Esse passado é retratado não apenas pelo apartamento
e mobília, mas também pela profissão de Clara e o modo como a exerce, ela é
jornalista e sua especialidade é musica, há na moradia, vários LPs, livros, pôsteres
de filmes antigos, porém, também tem um notebook, celular, tv de tela plana,
isso mostra um saudosismo e uma vontade de viver de acordo com os dias atuais.
Vontade que é soberbamente retratada no olhar de
Sonia Braga, que traz neste filme, possivelmente a melhor atuação de sua já
brilhante carreira, apenas pelo olhar da mulher, vemos força, sensibilidade, um
amor absurdo pela musica, que também é exposto pela expressão dela a escutar
cada acorde, ou pela maneira de se movimentar quando uma música toca, e esse
amor também é familiar, pelos filhos, netos, sobrinho, irmão.

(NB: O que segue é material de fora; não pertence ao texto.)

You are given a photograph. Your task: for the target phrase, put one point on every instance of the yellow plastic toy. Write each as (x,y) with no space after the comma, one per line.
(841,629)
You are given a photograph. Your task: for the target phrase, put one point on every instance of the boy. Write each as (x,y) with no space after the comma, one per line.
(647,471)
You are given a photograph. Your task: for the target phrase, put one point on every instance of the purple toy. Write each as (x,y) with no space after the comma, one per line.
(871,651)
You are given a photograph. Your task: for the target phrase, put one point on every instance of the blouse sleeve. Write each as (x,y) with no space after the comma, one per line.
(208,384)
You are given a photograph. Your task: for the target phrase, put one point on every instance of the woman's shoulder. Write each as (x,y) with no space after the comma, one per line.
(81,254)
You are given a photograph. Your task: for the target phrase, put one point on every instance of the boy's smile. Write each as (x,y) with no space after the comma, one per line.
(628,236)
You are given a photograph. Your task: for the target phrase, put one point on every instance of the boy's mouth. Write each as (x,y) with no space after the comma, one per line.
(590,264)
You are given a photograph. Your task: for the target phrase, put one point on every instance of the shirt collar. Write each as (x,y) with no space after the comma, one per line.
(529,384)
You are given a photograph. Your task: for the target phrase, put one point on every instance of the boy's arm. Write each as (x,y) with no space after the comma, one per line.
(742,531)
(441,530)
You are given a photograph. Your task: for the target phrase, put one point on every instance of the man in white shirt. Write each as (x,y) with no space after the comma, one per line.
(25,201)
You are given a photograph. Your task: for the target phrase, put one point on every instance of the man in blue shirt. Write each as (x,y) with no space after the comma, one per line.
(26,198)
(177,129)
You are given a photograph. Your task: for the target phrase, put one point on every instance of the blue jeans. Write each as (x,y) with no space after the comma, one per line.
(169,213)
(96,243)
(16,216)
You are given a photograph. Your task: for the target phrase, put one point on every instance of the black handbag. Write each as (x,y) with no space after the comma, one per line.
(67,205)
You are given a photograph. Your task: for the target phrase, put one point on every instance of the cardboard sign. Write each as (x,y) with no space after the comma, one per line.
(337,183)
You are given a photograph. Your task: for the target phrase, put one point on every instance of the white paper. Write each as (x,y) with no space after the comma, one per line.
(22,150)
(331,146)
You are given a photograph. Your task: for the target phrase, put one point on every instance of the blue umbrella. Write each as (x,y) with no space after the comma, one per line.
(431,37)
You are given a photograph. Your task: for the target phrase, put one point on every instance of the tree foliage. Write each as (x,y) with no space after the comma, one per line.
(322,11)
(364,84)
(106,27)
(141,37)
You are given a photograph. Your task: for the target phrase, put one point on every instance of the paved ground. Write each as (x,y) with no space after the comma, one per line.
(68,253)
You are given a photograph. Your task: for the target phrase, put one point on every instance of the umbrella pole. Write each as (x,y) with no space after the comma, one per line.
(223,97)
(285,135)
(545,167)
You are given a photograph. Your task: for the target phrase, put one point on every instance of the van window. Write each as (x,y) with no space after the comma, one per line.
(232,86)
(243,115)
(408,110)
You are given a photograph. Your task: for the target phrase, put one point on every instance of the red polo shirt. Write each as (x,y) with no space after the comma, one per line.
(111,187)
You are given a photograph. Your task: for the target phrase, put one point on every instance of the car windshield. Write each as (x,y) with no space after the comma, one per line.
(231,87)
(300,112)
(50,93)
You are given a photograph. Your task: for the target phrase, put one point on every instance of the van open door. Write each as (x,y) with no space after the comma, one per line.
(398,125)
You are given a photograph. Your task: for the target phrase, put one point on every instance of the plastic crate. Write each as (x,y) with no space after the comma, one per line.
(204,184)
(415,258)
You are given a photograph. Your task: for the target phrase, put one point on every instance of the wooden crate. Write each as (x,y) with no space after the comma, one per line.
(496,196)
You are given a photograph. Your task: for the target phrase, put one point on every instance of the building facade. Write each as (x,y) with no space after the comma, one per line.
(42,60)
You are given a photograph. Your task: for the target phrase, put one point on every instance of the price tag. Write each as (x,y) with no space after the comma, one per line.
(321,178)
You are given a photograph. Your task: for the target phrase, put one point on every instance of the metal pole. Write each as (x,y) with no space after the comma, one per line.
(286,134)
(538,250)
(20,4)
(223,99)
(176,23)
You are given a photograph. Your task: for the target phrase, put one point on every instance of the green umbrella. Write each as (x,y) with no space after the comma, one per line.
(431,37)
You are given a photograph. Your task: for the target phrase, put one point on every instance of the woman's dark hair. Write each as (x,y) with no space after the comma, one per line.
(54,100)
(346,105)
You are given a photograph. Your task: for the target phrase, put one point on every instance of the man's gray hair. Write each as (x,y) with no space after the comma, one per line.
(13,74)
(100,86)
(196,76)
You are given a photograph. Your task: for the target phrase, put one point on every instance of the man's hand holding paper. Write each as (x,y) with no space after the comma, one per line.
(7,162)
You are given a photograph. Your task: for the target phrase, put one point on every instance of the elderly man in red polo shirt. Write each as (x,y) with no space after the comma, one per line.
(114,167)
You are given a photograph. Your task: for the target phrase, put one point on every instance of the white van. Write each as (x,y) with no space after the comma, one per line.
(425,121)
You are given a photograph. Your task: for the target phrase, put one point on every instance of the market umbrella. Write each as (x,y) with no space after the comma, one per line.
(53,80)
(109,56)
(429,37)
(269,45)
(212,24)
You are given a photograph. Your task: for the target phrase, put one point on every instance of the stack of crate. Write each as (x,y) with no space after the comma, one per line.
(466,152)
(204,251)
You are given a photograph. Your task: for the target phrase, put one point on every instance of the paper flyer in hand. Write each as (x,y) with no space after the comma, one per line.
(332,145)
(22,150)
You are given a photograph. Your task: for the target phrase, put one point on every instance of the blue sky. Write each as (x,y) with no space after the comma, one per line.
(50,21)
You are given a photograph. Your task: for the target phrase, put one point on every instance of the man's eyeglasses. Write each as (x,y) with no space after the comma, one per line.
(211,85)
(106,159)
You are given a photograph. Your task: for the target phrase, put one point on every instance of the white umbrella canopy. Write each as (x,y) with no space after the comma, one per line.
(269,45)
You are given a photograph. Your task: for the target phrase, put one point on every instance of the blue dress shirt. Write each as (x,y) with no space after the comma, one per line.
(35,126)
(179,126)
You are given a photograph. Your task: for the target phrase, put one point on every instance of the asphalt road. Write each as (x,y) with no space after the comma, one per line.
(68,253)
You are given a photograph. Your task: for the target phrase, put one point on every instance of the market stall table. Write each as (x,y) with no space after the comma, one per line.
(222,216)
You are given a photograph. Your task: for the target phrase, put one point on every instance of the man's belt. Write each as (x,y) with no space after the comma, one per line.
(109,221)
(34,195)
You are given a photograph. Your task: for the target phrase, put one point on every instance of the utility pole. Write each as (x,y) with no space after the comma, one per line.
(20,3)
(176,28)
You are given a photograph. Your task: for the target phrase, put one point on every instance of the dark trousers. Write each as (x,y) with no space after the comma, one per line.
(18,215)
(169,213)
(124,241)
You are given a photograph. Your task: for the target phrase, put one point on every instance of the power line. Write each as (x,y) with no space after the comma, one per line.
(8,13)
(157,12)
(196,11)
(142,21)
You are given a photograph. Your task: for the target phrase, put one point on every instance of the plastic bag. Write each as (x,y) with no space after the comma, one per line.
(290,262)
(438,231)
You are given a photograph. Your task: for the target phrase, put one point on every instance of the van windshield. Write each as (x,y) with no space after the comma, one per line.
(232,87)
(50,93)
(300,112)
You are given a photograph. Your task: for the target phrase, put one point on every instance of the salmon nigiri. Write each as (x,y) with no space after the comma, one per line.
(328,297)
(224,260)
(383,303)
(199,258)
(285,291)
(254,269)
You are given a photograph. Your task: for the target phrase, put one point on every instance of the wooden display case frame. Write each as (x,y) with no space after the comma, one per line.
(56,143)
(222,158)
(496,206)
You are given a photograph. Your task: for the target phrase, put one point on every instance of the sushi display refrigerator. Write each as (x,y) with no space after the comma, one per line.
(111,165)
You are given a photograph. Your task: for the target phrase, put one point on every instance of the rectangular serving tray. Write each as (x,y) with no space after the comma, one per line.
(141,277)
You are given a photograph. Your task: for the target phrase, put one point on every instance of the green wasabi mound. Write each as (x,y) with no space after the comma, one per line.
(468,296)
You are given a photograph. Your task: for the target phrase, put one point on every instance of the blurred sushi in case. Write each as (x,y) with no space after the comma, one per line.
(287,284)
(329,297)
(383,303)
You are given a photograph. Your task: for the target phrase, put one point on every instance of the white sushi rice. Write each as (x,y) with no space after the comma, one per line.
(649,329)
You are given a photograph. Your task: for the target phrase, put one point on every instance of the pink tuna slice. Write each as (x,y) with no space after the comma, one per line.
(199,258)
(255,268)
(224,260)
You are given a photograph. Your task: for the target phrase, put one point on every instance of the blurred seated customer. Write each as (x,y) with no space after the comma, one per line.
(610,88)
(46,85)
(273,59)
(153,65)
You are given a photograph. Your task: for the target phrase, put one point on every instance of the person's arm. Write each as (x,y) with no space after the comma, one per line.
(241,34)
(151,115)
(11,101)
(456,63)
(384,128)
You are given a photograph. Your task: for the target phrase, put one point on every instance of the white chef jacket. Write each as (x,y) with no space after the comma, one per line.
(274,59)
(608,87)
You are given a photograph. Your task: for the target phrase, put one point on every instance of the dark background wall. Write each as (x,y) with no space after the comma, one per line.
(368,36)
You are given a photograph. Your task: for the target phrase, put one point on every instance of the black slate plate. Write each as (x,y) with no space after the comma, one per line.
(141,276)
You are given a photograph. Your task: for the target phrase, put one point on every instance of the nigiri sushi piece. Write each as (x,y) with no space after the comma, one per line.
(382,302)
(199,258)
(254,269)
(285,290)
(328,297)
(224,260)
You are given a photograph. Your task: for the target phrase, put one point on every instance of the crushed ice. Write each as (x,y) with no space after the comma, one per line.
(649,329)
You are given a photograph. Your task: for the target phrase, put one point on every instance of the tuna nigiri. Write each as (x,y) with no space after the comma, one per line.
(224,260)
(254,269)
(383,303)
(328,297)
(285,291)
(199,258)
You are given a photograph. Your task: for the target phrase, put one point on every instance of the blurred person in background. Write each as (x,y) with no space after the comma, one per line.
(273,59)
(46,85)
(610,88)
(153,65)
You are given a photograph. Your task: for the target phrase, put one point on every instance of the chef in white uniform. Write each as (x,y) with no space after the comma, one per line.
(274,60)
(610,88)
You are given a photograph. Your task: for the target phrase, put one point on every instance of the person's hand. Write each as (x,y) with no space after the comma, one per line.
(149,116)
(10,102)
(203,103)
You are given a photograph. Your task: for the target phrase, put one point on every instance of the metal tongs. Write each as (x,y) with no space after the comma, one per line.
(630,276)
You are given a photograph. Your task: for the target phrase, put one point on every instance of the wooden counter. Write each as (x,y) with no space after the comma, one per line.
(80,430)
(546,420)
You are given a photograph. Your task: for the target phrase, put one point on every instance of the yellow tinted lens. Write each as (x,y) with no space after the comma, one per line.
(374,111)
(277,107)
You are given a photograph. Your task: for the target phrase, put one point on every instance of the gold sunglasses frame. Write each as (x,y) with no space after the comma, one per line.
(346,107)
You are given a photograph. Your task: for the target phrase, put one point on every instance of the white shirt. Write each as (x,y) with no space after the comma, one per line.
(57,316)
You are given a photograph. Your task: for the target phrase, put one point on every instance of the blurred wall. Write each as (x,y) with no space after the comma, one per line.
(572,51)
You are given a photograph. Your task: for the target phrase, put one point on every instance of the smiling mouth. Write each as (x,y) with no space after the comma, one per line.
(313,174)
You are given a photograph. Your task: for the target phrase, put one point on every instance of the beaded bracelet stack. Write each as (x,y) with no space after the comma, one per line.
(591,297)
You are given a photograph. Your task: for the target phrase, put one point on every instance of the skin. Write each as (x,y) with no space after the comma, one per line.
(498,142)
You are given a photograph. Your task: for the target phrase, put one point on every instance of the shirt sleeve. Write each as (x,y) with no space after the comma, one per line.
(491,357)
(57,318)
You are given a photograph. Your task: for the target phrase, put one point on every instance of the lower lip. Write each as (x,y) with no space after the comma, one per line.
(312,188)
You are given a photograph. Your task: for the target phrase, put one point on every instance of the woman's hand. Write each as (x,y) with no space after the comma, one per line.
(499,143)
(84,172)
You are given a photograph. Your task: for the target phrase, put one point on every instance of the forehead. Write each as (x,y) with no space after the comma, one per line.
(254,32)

Tudo naquela
mulher é amor, mas existe também uma raiva, uma revolução interna, um
sentimento de briga, que apenas em um filme bem desenvolvido, com uma historia
bem contada, e com uma atriz talentosa no papel principal é possível perceber.
E esses sentimentos, esse amor e essa raiva, são expressadas também através do
cabelo da atriz, que no inicio da projeção está curto, e no decorrer do filme,
está longo, expondo um crescimento pessoal, físico e de experiências de vida.
Além de que, em momentos de raiva, o cabelo está preso, e de amor, estão
soltos, porém há certas ocasiões de afeto, na qual os fios estão amarrados, o
que significa que apesar da raiva, o amor predomina.
Nos enquadramentos, quase sempre vemos Clara, ou no
meio do plano, ou entre um objeto ou paisagem, são formas de divisão de cena,
usadas pelo diretor, que não são apenas divisões físicas, e sim, representa uma
briga interna da personagem, “Ficar ou não ficar no apartamento?”, “Vender ou
não?”, essas perguntas estão sempre presentes. E se estão presentes, é por
conta de seu elenco excelente, Diego, comandante do projeto, vivido por
Humberto Carrão, faz do vilão, alguém complexo, multifacetado e uma pessoa
muito cruel, já Irandhir Santos, que interpreta Roberval, é um amigo necessário
a protagonista que enfrenta uma solidão intensa e difícil, apesar de estar
cercada de pessoas.
Não há, ao assistir “Aquarius”, como não sentir
nada, é impossível, vendo as situações familiares ali descritas, vendo como
Clara leva a vida, e a briga dela com a construtora, como não se comover, como
não criar empatia pela historia e pela personagem. Kleber Mendonça Filho em um
pouco mais de duas horas de duração, conseguiu fazer um filme, que comove,
educa e nos faz refletir sobre a vida que levamos. Basicamente, a educação e a
reflexão que são a síntese do cinema, são brilhantemente representadas por um incrível
diretor e uma maravilhosa obra – prima.